Abstract

Bug fixing is an essential activity in the software maintenance, because most of the software systems have unavoidable defects. When new bugs are submitted, triagers have to find and assign appropriate developers to fix the bugs. However, if the bugs are at first assigned to inappropriate developers, they may later have to be reassigned to other developers. That increases the time and cost for fixing bugs. Therefore, finding appropriate developers becomes a key to bug resolution. When triagers assign a new bug report, it is necessary to decide how quickly the bug report should be addressed. Thus, the bug severity is an important factor in bug fixing. In this paper, we propose a novel method for the bug triage and bug severity prediction. First, we extract topic(s) from historical bug reports in the bug repository and find bug reports related to each topic. When a new bug report arrives, we decide the topic(s) to which the report belongs. Then we utilize multi-feature to identify corresponding reports that have the same multi-feature (e.g., Component, product, priority and severity) with the new bug report.

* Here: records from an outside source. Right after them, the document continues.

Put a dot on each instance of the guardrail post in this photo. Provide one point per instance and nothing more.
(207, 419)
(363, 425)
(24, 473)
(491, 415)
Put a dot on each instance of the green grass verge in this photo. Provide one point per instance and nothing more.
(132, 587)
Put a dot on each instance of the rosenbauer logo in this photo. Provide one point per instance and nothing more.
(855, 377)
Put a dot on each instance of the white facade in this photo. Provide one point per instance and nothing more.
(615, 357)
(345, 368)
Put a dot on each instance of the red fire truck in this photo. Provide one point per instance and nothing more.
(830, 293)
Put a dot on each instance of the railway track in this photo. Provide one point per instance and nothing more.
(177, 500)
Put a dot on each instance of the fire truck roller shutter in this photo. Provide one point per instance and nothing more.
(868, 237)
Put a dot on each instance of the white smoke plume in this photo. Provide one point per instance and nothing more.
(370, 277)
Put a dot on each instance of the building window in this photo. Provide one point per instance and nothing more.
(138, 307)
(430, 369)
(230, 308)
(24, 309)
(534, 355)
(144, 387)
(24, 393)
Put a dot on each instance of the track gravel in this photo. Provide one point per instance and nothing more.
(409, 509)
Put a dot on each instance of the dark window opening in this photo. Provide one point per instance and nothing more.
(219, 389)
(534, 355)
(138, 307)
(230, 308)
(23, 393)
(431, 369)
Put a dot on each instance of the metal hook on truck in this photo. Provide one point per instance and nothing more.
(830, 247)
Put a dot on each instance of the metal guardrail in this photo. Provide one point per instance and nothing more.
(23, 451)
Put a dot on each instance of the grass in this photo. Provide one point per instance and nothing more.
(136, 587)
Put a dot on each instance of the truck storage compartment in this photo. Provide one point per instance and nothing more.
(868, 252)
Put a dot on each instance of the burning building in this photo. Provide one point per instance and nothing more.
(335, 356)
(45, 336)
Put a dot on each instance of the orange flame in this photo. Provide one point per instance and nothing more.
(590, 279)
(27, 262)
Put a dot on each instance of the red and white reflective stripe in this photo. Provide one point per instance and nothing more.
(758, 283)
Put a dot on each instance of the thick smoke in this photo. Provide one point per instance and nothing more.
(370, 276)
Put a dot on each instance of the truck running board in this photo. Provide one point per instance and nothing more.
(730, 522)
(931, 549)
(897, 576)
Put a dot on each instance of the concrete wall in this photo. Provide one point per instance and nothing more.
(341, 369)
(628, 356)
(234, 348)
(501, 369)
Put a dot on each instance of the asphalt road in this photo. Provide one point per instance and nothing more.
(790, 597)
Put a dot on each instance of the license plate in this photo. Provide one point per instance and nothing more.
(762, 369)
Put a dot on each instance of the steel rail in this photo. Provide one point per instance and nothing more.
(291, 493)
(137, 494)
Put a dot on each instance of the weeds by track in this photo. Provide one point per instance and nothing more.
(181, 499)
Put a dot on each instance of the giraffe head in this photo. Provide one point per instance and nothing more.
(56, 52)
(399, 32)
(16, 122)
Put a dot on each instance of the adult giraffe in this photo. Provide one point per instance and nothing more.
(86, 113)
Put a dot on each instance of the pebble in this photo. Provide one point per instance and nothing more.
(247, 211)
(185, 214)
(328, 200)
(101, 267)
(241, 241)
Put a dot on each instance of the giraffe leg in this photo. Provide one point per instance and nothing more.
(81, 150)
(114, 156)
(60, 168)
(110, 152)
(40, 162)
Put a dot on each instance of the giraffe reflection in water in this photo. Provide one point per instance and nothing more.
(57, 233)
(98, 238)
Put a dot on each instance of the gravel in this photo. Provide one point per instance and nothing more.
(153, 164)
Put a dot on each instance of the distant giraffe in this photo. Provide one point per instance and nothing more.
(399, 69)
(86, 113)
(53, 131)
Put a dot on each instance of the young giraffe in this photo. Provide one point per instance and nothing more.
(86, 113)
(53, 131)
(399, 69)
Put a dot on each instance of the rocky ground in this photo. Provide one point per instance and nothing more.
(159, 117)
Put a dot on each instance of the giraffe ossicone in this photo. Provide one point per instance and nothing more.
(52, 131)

Thus, given a new bug report, we are able to recommend the most appropriate developer to fix each bug and predict its severity. To evaluate our approach, we not only measured the effectiveness of our study by using about 30,000 golden bug reports extracted from three open source projects (Eclipse, Mozilla, and Net beans), but also compared some related studies. The results show that our approach is likely to effectively recommend the appropriate developer to fix the given bug and predict its severity.